И когда Бахтияр, жилистый узбек, вскакивает, чтобы станцевать рядом с дочкой Тараса, мы смеёмся. Он молотит пол грязными армейскими сапогами, с которых летят в стороны комья грязи. Баха танцует вокруг Оксаны со всей своей молодецкой пьяной удалью. Но она лишь тупится в пол. А он пляшет, будто в последний раз, и, наконец, взмокший, алый, без сил падает на пол.
Хохочет Рысев. Трёт усы Тарас. Кричим и снова пьём мы.
Нас четверых уложили в амбаре, на слежалой соломе, перемешанной с землёй. Дали тряпьё, чтобы укрыться. Но оно всё равно не греет, поэтому тесно, по-братски прижимаемся друг к дружке. Рысева уложили отдельно: в хате, на печке.
Долго ворочаюсь, пытаясь уснуть. Ноют, покалывают затёкшие ноги. Не спится.

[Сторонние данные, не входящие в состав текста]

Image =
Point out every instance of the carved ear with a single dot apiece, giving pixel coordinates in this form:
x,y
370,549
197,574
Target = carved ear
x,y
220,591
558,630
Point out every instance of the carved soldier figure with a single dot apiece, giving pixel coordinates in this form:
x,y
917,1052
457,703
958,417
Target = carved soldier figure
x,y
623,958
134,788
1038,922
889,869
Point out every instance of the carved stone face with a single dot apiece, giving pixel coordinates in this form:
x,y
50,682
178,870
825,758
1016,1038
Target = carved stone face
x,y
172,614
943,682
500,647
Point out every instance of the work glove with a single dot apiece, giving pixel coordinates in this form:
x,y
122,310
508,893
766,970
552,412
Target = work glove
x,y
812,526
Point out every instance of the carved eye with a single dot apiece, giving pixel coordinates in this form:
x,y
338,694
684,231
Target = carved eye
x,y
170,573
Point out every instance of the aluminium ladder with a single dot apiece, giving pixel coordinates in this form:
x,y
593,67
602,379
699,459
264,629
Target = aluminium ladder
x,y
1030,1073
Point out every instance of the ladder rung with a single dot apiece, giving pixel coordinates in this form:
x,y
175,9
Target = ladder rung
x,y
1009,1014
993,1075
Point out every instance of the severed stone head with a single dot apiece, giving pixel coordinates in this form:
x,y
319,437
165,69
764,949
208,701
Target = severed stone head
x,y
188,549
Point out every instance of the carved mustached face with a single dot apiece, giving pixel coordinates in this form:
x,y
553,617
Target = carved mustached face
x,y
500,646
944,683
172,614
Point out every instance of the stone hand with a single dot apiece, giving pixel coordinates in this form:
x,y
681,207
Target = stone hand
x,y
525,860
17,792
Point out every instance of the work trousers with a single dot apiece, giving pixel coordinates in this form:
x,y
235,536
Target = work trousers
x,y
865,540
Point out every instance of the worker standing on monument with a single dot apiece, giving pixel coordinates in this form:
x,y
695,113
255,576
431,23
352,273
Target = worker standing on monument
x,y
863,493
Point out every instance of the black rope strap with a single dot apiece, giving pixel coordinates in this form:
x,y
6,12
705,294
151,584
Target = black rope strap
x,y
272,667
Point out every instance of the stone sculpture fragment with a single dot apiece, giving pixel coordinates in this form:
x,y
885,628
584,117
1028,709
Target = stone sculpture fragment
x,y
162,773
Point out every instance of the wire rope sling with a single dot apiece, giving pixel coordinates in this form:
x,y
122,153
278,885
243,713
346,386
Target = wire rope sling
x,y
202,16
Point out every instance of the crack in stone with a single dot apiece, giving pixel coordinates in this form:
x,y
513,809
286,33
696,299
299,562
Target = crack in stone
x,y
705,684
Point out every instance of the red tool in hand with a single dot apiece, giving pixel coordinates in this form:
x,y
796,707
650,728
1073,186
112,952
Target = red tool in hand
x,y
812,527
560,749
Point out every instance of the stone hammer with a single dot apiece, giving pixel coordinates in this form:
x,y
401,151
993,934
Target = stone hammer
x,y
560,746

Выхожу проветриться. Распогодилось. Тучи рассеялись по небу, появились луна и редкие звёзды. Ещё дымится, теплится костёр. Надо бы подкинуть в него веток. Распалить, постоять и подумать, глядя на пламя. Говорят, успокаивает. Хворост и дрова, кажется, есть в сарае. Зайдя за угол дома, слышу возню. Всматриваюсь в темноту, различаю. У горбатого снопа стоят двое. Оба в форме красноармейцев. Окликаю:
— Эй!
— Чего тебе, Горя? — узнаю голос Бахтияра.
Подхожу ближе, стараясь наступать на траву, чтобы не топить сапоги в грязи. Вижу Бахтияра и Дубова. Оба со спущенными штанами. А на снопе сена прижатая их руками распласталась Оксана, дочь Тараса. Юбка задрана, видна внутренняя сторона молочно-белых бёдер. Во рту — кляп. Красный обруч в лунном свете походит на кровавую рану, окольцовывающую лоб.
— Вы чего? — вздрагиваю я.
— На хер пошёл, Горя! — обернувшись, рычит Дубов.
Понимаю, что он стоит передо мной со спущенными штанами, голый ниже пояса.
— Вы что делаете?
— Тебе-то что? Или присоединиться хочешь? — Улыбается Дубов. — Ну давай, валяй.
Его «валяй» рождает во мне ярость. Она, как молния, прошивает с головы до пят. Шарю рукой по влажной земле, нащупываю палку, выставляю перед собой, будто штыковую винтовку, иду на Дубова с Бахтияром.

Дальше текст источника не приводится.